Establishing a steady-state baseline is crucial before running any chaos experiment. It helps you distinguish normal behavior from fault-induced anomalies.
Observability Tools and Key Metrics
| Observability Tool | Focus | Key Metrics |
|---|---|---|
| CloudWatch Container Insights | Cluster-level | CPU & memory utilization, alarms |
| CloudWatch Performance Dashboard | Service-level | Running pods, CPU utilization, memory use |
| CloudWatch RUM | End-user metrics | Largest Contentful Paint (LCP), First Input Delay (FID), UX ratings |
1. CloudWatch Container Insights
To begin, navigate to the CloudWatch Container Insights dashboard and select your EKS cluster. Here you can view overall CPU and memory utilization, cluster state summaries, and alarm statuses.

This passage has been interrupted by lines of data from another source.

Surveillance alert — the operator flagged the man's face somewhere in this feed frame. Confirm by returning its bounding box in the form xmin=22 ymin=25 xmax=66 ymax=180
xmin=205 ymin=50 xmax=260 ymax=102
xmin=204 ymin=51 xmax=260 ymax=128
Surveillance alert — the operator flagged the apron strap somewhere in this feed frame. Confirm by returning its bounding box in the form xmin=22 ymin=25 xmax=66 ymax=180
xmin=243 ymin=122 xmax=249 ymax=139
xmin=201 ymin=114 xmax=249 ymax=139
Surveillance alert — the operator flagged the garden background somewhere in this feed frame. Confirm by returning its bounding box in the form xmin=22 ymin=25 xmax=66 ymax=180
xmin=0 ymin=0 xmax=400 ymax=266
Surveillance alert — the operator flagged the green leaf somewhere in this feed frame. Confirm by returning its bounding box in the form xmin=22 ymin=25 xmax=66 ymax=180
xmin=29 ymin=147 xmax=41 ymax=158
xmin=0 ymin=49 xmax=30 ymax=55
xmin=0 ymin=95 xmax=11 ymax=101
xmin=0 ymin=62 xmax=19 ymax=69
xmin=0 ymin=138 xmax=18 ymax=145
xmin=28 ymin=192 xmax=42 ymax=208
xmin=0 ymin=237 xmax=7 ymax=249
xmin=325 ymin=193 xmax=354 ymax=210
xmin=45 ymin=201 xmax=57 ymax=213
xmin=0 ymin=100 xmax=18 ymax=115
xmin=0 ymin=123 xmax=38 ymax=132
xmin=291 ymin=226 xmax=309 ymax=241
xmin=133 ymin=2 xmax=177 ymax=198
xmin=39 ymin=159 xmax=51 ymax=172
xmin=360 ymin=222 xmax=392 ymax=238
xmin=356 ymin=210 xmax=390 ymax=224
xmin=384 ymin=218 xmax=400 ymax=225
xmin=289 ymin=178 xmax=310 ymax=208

2. Service-Level Performance Dashboard
Next, go to the Services section under CloudWatch performance dashboards. Wait for the metrics to load, then review:- Number of running pods
- Pod CPU utilization
- Pod memory utilization


3. Real User Monitoring (RUM)
For end-user experience, use CloudWatch RUM. Select your PetSite RUM app monitor to view session quality:- Positive
- Tolerable
- Frustrating

4. Page Load Metrics Overview
Finally, review the page load times and Cumulative Layout Shift (CLS) trends to understand the front-end impact before fault injection.